A noticeable deviation in performance once published is expected and not in control of the Tableau Desktop author, nor the Tableau Server admin. Something loading in 1-10 sec in desktop could add a few seconds after publish, the larger the load time in Desktop, the greater the natural deviation in Server. That is getting better in 9.3 due to launch soonish, but largely in us managing perception and moving load costs around.
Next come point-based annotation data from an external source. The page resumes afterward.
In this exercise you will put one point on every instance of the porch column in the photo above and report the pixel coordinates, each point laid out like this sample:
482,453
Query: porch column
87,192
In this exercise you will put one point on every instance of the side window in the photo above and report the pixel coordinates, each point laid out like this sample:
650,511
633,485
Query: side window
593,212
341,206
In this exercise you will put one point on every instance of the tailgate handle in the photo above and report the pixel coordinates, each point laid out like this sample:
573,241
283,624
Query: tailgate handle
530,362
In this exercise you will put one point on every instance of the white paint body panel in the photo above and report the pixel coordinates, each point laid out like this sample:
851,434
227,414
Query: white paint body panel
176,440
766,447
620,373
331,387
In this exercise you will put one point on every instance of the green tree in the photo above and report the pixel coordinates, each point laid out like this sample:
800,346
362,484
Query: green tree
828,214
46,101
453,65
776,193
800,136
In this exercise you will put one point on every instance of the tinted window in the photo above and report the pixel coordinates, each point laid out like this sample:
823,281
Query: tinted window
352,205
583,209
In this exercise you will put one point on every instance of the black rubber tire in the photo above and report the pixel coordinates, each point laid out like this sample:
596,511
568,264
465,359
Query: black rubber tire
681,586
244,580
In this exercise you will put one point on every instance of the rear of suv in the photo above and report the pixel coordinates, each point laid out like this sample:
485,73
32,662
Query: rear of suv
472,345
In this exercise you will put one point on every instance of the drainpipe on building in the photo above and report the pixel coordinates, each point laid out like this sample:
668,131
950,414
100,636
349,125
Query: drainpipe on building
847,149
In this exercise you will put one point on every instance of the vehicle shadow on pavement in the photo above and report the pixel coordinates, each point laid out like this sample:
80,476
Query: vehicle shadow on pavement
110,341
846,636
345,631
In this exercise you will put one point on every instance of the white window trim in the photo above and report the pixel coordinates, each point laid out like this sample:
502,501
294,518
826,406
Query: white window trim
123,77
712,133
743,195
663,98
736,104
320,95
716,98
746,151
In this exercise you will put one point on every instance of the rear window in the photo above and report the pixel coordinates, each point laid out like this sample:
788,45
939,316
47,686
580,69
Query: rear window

There will always be loading overhead that we won't be able to make go away without folding space and time.
If your normal deviation for a 5 second loading dashboard in desktop is about 3 seconds in server, then it's not worth bothering the server admin about performance (or network admins), but if a 5 second desktop load time is troubling then the author should work on that in Desktop and get it down to 2-3 second load and hopefully that translates to a 5 second total load in server, but client network/location would contribute to deviations as well. patterns with IP addresses are possible to suss using the methods mentioned in this thread, but you'll have to blend in the data showing the IP groupings by subnet/office/vlan/etc.
So think about who needs to work on this. If a desktop load issue, don't speak in terms of http requests. If a large deviation in load from desktop to server, then the http requests will help you tell the story.
Does the server load time sometimes get within reasonable limits but frequently takes longer? when does it take longer and what corresponds with that? Higher server load? Higher database load? VM snapshot (bad don't do those)? Higher rate of requests to server? Busy network period? You get the idea.
Hope that's helpful food for thought.